Nationalist movements in countries like Poland, Serbia, Croatia, Hungary and Lithuania see EU membership as a threat to the nation – as yet another case of a foreign power exerting control over them. The fact that the EU requires countries to allow Pride Parades makes the nationalists' opposition to EU membership a catalyst for homophobia – and vice versa. In addition to existing homophobia, harassing Pride Parades is also a way to attack the state. It is no coincidence that the young men who turned Belgrade into a warzone during the Pride Parade did the exact same thing some week earlier, that time as football hooligans.

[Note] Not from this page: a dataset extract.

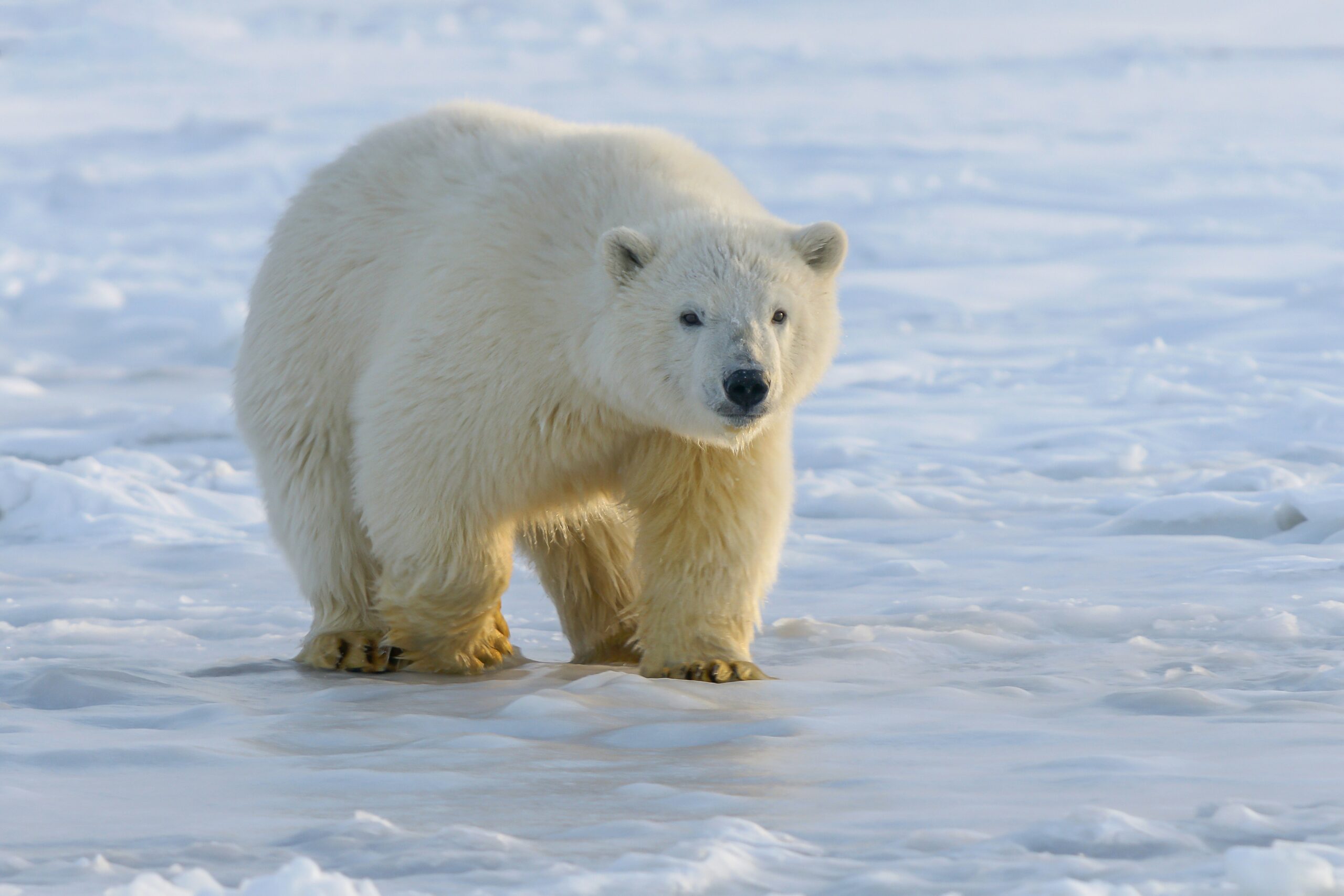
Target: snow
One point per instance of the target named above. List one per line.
(1062, 608)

Within radical Islamist movements as well – with their focus on the family, on "traditional" gender roles, on religious and ideological purity and hatred of majority society – homophobia? and anti-abortion thrives. As a matter of fact, it is not uncommon to find mutual respect as well as unholy alliances between radical Islamist and neo-fascist movements, where conservatism, antisemitism and fascism form the common ground.

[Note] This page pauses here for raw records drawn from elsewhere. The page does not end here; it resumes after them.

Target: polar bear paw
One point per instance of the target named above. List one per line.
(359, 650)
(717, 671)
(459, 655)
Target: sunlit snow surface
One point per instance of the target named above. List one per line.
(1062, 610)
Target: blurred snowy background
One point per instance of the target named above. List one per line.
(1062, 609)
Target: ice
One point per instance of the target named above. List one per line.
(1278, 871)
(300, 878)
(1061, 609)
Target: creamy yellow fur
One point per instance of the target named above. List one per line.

In a Swedish context, there is no one whose actions personify these traits more than Iran-born poet Mohamed Omar. Among his promoters one will find public intellectuals such as antisemite Lasse Wilhelmsson and the homophobe Jan Myrdal – as well as neo-Nazis.

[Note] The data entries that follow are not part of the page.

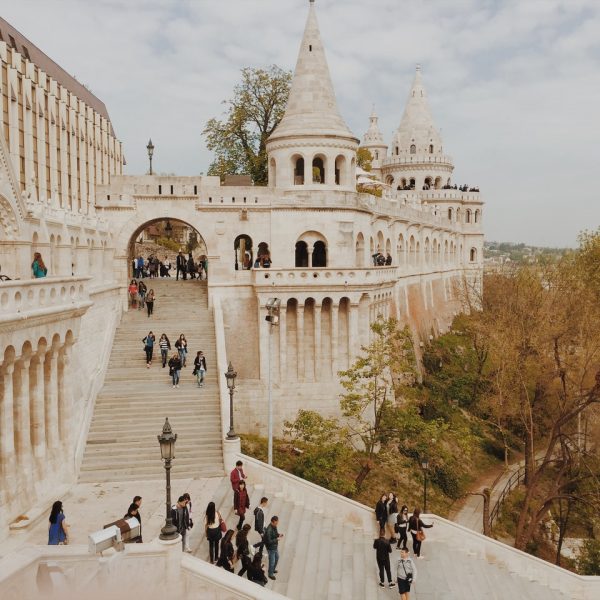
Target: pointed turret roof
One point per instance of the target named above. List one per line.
(312, 108)
(417, 125)
(373, 136)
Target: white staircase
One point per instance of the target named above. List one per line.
(131, 408)
(331, 558)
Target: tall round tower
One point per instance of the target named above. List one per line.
(417, 158)
(373, 142)
(312, 146)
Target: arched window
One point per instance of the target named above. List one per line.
(319, 254)
(301, 254)
(318, 173)
(242, 247)
(341, 174)
(298, 165)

National movements' attitude to LGBT persons differs according to whether Muslims are seen as the greatest threat to Europe and the nation or whether Jews and immigrants are the target or hatred. The Swedish party Sverigedemokraterna, the Sweden Democrats, is not alone to have abandoned antisemitism and homophobia? in favour of a "culture struggle", where Muslims and Islam is the enemy. This is an attitude that can also be seen in the traditional Swedish Right. The editorial of the rightwing newspaper Svenska Dagbladet regularly uses LGBT rights as a weapon against Islam and Muslims. The opposite, attacking the Right for homophobia, rarely occurs, if ever.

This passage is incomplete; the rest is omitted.